Der Airbus A-330 hebt pünktlich um 11:20 Uhr ab und schwebt ebenso pünktlich um 19 Uhr in Bahrain ein. Endlich wieder die Beine vertreten, endlich wieder eine „Lungen-Quälung“! Doch es dauert nicht lange, da erfolgt der erneute Aufruf; 20:30 Uhr geht es weiter. Am nächsten Morgen (es dämmert gerade) landet der Flieger pünktlich und sicher in Bangkok Suvarnabhumi.
Die Immigration geht zügig, das Gepäck ist vollzählig. Bangkok-Reisende aufgepasst: Die Thailänder sprechen so gar manches anders aus und so kann es schnell zu Missverständnissen kommen. Das „i“ am Ende von „Suvarnabhumi“ wird nicht gesprochen! Am besten ist es für erstmalige Bangkok-Besucher, sich sein Ziel von einer freundlichen Flughafen-Mitarbeiterin auf einen Zettel schreiben zu lassen. Die meisten Taxi-Fahrer verstehen kein Englisch – oder gar nichts … Wir ordern die Taxis gern „offiziell“ – da weiß man vorher, was es hinterher kostet. Der neue internationale Flughafen in Bangkok liegt noch weiter draußen als sein Vorgänger – ca. 45 Kilometer außerhalb der Stadt; die Fahrt ins Zentrum sollte keinesfalls mehr als 400 Baht kosten (1 Euro = 45 Baht, also rund 9 Euro). Konstante 32 Grad werden uns die nächsten Tage und Nächte nun begleiten.
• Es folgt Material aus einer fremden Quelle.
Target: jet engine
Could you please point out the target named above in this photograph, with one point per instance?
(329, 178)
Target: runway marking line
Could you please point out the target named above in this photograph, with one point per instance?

Gegen 8 Uhr kommen wir im Hotel „Tawana“ an und checken ein. Eine Erfrischung tut jetzt Not! Ich habe noch keinen anderen Ort auf der Welt gefunden, in dem man so gute Hotels so preiswert „schießen“ kann wie in Bangkok. Allerdings lohnt sich die Buchung über deutsche Veranstalter sehr! Statt 3.300 Baht (ca. 73,30 Euro), wie auf der Internet-Seite ausgewiesen, haben wir bei Meier´s Weltreisen nur 36 Euro pro Nacht (inklusive Frühstück) bezahlt. Ein Schnäppchen angesichts der vielen Annehmlichkeiten, die das Hotel zu bieten hat.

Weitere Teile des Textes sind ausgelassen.